Die psychiatrische Gutachterin bescheinigt Christian Z. im Gerichtssaal neben seiner Alkoholisierung in der Tatnacht (ein Test um 5.15 Uhr ergab 1,55 Promille) auch eine verminderte Intelligenz sowie eine unreife, unsichere Persönlichkeit. Sie hält die Darstellung des Tathergangs durch Christian Z. dennoch für plausibel. Es sei gut möglich, dass er mit seinen Taten seinen Selbstwert vor dem Kumpel Marcel F. stärken wollte. Strafmindernd wirken sich allerdings weder der Alkoholpegel noch die psychischen Einschränkungen aus.

Am Ende fordert die Staatsanwaltschaft bei einem möglichen Strafmaß von 1 bis 15 Jahren eine Strafe von zwei Jahren Gefängnis. Die Verteidigung plädiert auf zwei Jahre, ausgesetzt zur Bewährung.

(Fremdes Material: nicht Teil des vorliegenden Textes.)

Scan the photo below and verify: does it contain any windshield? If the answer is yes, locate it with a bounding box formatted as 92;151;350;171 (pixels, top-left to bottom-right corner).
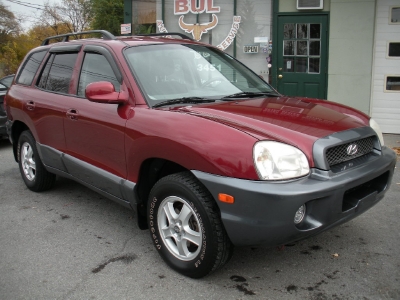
124;44;277;106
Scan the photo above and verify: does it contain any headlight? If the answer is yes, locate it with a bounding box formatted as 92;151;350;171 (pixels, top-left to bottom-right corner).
369;118;384;146
253;141;310;180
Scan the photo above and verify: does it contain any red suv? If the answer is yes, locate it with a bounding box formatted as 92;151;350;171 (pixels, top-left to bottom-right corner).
4;30;396;278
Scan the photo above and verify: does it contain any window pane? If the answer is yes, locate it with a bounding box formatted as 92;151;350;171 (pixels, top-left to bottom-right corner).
296;57;308;73
388;42;400;57
17;50;47;86
132;0;156;34
391;7;400;23
283;57;295;72
0;75;14;88
309;58;320;73
78;53;120;97
297;41;308;55
386;76;400;91
297;23;308;39
284;23;295;39
45;53;77;94
37;54;54;89
310;24;321;38
284;41;295;55
310;41;320;55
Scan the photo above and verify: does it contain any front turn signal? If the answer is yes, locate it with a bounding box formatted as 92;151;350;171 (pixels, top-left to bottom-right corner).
218;193;235;204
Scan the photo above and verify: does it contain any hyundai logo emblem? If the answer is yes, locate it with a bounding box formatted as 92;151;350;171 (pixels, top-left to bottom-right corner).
346;144;358;156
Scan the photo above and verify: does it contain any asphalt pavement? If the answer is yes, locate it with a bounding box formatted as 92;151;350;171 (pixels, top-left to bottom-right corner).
0;135;399;300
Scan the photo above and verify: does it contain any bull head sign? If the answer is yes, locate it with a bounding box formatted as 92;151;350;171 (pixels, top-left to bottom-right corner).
178;14;218;41
156;0;241;50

Nach halbstündiger Beratung verkündet das Schöffengericht sein Urteil: Christian Z. erhält eine Strafe von zwei Jahren Gefängnis, ausgesetzt auf drei Jahre Bewährung und er muss die Kosten des Verfahrens tragen. „Wir haben darüber beraten, ob Sie Ihre Lektion gelernt haben oder eine tickende Zeitbombe vor uns sitzt“, sagt Richter Klaus Hüttermann. Und: „Wenn Sie das Vertrauen missbrauchen, werden Sie im Gefängnis sitzen.“

Marcel F. ist da schon wieder auf dem Weg in die U-Haft. Zwar kam er nach der Tat mit Christian Z. wieder auf freien Fuß. Er steht aber im Verdacht, erst am Samstag ein Feuer in der Buchenallee 7 gelegt zu haben. Sein Verfahren wird auch deshalb getrennt verhandelt.